Isabeau de Rouffignac presented her most recent project ‘Traditions and Culture on borrowed time’. ‘The Akha people,’ she writes on her website, ‘have been in survival mode for ever and are now living on borrowed time.’ These tribes, which call Thailand their home, go back one thousand years but are unfortunately being chased and pushed back by other communities. Their history is ignored and their culture, which has been orally transmitted for more than 65 generations, not well recorded. De Rouffignac has therefore made it her goal to keep trace of these traditions, to convey their values and to encourage their energy and has managed, after having shared their lives during many months and visits to Thailand for the past five years, to gain unique access to these fascinating people.

Summa’ and ‘Jasmund’ are the titles of the projects Arno Schidlowski, a photographer living, studying and working in Hamburg, presented to me today. I have especially been taken by the first project he presented to me: ‘Summa’. This series features dark, and mystic images of animals and landscapes, which successfully deal with the tension between the instinctive behaviour of animals, and the documentary-analytical evaluation of the human as an observer. The project as a whole, presented in the form of an artist book, conveys a wholeness , the sequence and pairing of photographs form an atmospheric entity.

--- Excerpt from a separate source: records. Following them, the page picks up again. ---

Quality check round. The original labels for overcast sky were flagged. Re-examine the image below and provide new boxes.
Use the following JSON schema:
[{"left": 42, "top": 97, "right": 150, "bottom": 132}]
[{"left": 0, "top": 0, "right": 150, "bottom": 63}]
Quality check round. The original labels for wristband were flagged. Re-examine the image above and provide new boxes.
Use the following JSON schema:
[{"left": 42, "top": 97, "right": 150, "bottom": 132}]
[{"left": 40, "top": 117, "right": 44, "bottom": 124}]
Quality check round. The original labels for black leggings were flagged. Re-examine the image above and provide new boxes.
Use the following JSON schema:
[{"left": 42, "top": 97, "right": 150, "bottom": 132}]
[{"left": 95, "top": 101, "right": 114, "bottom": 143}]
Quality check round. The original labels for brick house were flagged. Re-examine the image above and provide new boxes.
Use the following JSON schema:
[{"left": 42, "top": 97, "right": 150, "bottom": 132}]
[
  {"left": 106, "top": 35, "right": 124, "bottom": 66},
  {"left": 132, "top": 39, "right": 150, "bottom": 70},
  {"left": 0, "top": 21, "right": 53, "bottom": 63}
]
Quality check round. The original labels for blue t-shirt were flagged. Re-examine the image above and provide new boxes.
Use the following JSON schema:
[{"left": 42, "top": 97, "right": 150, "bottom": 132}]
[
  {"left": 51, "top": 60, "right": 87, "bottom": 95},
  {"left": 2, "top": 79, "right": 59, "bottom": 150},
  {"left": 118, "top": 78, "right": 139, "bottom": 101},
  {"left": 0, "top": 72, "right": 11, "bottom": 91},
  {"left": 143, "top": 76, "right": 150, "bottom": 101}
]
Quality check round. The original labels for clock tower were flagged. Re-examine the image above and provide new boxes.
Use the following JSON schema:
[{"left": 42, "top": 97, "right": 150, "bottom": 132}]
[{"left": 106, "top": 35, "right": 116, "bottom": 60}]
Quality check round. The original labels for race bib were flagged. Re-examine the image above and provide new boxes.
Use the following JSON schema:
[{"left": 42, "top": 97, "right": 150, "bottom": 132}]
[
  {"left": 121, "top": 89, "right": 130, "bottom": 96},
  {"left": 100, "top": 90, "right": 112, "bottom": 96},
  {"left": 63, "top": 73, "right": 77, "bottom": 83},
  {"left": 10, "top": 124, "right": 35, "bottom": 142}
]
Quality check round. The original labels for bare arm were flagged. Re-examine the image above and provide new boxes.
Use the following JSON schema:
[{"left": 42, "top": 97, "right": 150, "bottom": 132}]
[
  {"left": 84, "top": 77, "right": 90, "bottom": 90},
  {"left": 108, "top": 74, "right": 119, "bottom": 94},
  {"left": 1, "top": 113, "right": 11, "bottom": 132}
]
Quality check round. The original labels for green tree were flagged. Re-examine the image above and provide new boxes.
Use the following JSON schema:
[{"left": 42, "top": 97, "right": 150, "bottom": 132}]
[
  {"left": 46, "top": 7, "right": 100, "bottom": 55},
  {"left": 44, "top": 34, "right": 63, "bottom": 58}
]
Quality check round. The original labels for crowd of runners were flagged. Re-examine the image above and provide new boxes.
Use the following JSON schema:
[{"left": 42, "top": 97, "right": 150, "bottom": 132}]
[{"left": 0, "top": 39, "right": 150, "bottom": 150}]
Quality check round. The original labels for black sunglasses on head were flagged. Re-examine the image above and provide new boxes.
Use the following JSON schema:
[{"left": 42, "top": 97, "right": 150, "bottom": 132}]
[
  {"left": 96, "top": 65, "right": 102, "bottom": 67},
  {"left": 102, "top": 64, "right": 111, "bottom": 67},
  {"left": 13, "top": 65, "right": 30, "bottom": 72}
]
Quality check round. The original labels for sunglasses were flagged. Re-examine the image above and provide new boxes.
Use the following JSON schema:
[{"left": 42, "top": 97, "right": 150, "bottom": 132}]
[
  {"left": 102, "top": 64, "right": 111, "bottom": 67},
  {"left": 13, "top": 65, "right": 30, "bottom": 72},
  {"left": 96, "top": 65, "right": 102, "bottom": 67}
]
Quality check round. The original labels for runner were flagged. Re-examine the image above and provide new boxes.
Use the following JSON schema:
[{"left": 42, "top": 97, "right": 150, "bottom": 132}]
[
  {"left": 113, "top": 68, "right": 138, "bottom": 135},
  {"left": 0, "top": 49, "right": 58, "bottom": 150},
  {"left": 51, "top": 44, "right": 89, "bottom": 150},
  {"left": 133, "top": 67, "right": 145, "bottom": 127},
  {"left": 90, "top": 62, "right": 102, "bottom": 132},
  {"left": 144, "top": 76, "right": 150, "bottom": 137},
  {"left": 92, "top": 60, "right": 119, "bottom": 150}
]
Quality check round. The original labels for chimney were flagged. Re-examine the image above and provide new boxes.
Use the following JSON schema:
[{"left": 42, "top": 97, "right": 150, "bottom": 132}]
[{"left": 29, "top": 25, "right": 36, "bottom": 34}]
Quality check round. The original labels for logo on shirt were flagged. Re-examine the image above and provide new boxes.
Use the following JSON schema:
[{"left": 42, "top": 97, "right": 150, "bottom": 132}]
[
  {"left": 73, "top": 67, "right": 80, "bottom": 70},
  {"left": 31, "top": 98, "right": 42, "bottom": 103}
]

Ji Hyun Kwon is a Korean photographer who currently lives and works in Weimar, Germany. Ji Hyun Kwon has, after having received her bachelor’s degree in Law from the Hongik University in South Korea, decided to pursue a career in photography and completed a Bachelor of Fine Arts degree in Photography at the Chungang University. She then moved to Germany in 2010, where she is currently studying for her Master of Fine Arts degree at the Bauhaus University. Hyun Kwon has also been the winner of the portfolio reviews of the Month of Photography in Bratislava in 2009 and has also been selected as one of the ‘’Photographers of the Year’’ in South Korea in 2012. And this for a good reason! Today, Ji Hyun Kwon presented her captivating work ‘The Guilty’, which engages with the subjects of guilt, social consciousness and responsibility. Through this series, she has tried to reconcile the guilt of being an artist herself, while, as she has put it, the rest of the worlds continues to suffer. And although Ji Hyun Kwon’s ‘The Guilty’ consists only of portraits of individuals, the project as whole offers the viewer a universality that one does not come across very often in photographic projects. Ji Hyun Kwon’s website is well worth a visit!